ASTRO discussant Alejandro Berlin, MD, MSc, of Princess Margaret Cancer Centre in Toronto, called the study “thought-provoking” and said it resurfaces the longstanding need “to better understand the biological underpinnings” behind the improved outcomes seen in prostate cancer patients treated with ADT and radiation therapy.
“It’s important to remember that studies exploring different durations of neoadjuvant hormonal therapy have not shown benefit of extending its duration, something that is fundamentally different to what we have seen in the adjuvant setting,” he said. “When patients are referred to us with an already-started ADT treatment, it poses a challenge to determine the optimal total overall duration of that therapy.”
But Berlin also cautioned that the takeaway should not be to avoid neoadjuvant ADT.
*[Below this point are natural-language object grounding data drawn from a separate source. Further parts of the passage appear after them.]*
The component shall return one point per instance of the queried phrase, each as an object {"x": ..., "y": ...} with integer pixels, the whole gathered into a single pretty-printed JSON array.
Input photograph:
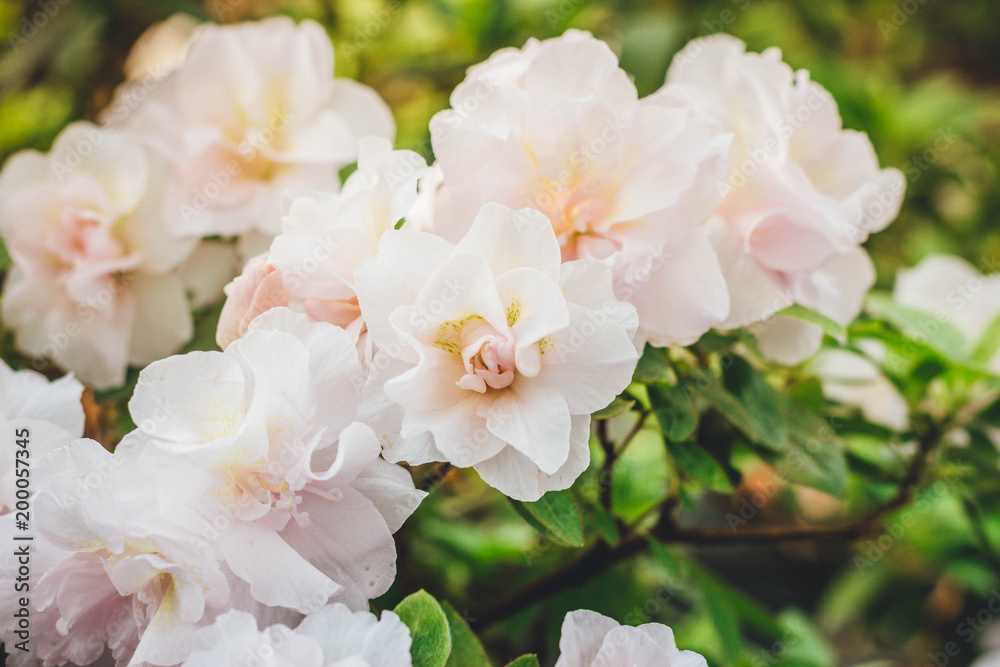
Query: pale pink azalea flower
[
  {"x": 310, "y": 266},
  {"x": 591, "y": 640},
  {"x": 953, "y": 293},
  {"x": 492, "y": 353},
  {"x": 94, "y": 284},
  {"x": 799, "y": 195},
  {"x": 333, "y": 636},
  {"x": 258, "y": 445},
  {"x": 252, "y": 112},
  {"x": 558, "y": 126},
  {"x": 47, "y": 413},
  {"x": 113, "y": 575}
]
“In fact, most studies exploring the use of adjuvant hormonal therapy have had a component of neoadjuvant treatment,” he said. “What I think is relevant here is that in the future we should move beyond exploring solely the radiotherapy’s local treatment effect because there are impacts of what we do before, during, and after treatment, and this seems to be a dynamic field.”
The pooled analysis from Spratt and colleagues used patient-level data from two randomized trials — Ottawa 0101 and RTOG 9413 — to compare use of prostate-only radiotherapy plus ADT delivered either in the concurrent/neoadjuvant setting (n=531) or concurrent/adjuvant setting (n=534). All patients in Ottawa 0101 were included, while in RTOG 9413, those in the whole-pelvis arm were excluded to “harmonize” the datasets.
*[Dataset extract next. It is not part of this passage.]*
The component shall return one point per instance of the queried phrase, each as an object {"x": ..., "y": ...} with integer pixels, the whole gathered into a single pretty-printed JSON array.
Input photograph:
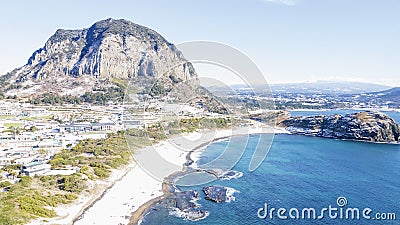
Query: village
[{"x": 30, "y": 135}]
Patients had a median age of 70 years. Median prostate-specific antigen (PSA) level was 14.1 ng/mL, with more than a third having a PSA above 20 ng/mL. A majority (58%) of men had Gleason score 7 tumors, 25% had a score below 7, and 17% had a score of 8-10. For tumor stage, 42% had T1-T2a tumors, 38% had T2b-T2c tumors, and 20% had T3-T4 tumors.
Spratt reported personal fees from Janssen, AstraZeneca, and Blue Earth.
Berlin disclosed consulting fees from AbbVie, Astellas, Ferring, and Janssen; research funding from Bayer and AbbVie; and he previously served on the board of directors for Vaccinex.